El Motociclista Caballero - Capítulo 30
- Inicio
- Todas las novelas
- El Motociclista Caballero
- Capítulo 30 - 30 Capítulo 30 GABRIEL
Tamaño de Fuente
Tipo de Fuente
Color de Fondo
30: Capítulo 30: GABRIEL 30: Capítulo 30: GABRIEL Regresé a la casa e hice un desvío al gimnasio.
Ya que Lobo no me dejaba ir a romperle el maldito cuello a Sam, un buen entrenamiento era la siguiente mejor opción para desahogarme.
Nada supera golpear la mierda de algo cuando la sangre me hierve así, además ella me había robado mi entrenamiento matutino con sus tonterías.
Repasé las palabras de Celine una y otra vez en mi cabeza, tratando de darle sentido a este nuevo desarrollo.
«¿Qué clase de hombre deja a su hijo sufrir a manos de otro?», pensé.
Es obvio que su situación no era nada como la mía; mamá y yo tuvimos suerte con John.
Pero como hombre, me cuesta creer que cualquier hombre dejaría a su semilla a merced de un monstruo.
Según Celine, él había estado fuera del panorama mucho antes de que Silla naciera, y aunque sé que estas cosas pasan, es desconcertante para mi sentido del honor que alguien haría voluntariamente algo tan cobarde.

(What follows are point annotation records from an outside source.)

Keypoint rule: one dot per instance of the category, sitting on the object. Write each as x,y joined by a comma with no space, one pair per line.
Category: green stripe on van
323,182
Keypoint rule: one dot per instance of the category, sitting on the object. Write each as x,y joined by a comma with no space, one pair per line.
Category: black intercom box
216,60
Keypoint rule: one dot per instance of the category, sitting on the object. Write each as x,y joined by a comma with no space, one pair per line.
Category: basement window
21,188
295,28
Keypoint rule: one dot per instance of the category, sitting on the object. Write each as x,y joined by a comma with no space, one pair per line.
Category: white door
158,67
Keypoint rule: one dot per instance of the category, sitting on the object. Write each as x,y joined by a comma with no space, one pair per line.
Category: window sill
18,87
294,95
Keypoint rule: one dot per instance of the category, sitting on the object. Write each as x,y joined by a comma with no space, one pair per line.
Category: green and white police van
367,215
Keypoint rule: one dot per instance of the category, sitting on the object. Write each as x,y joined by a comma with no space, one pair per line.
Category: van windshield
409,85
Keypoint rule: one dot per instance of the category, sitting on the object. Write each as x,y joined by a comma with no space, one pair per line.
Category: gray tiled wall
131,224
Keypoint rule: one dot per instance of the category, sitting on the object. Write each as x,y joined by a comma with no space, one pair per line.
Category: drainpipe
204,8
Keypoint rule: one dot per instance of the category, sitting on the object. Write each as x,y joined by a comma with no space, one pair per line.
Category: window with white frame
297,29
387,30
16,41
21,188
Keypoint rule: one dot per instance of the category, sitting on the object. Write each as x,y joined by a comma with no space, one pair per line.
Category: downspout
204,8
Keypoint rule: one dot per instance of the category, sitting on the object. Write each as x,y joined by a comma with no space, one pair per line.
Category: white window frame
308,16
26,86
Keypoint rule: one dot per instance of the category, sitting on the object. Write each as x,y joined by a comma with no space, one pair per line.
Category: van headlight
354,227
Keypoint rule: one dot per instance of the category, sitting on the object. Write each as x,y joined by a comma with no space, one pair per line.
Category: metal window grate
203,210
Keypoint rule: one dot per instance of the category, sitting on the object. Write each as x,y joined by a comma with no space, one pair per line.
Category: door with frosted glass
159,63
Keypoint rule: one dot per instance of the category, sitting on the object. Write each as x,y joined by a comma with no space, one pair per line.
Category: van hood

Pero ¿tiene sentido seguir ese hilo?
No puedo ver cómo este hombre desaparecido podría encajar en lo que teníamos aquí, pero no me gusta dejar cabos sueltos para que otros tiren de ellos.
Y todavía está esa nota críptica que el viejo había hecho sobre Sam que aún no logro entender.
Según mis cálculos, habría sido más o menos cuando Silla nació.
Como si mi plato no estuviera ya lo suficientemente lleno, ahora tengo esto también en qué pensar.
Mis manos estaban en carne viva cuando logré alejarme del borde, pero aún no estoy satisfecho.
Nada lo hará hasta que ponga mi puño en la cara de Sam.
O mantenga a ese hijo de puta bajo agua caliente, para que vea cómo se siente esa mierda.
Como Celine se había cerrado, no hay forma de saber qué otro terror había enfrentado la joven Silla, y solo pensarlo me hacía sentir más inquieto de lo justificado.
Aun así, con la mierda que he visto, era difícil no imaginar lo peor.
No estoy seguro de por qué me sorprende descubrir que el hombre es un imbécil aún más grande de lo que pensaba ayer, pero escuchar sobre la mierda que le hizo cuando era niña me está afectando mucho.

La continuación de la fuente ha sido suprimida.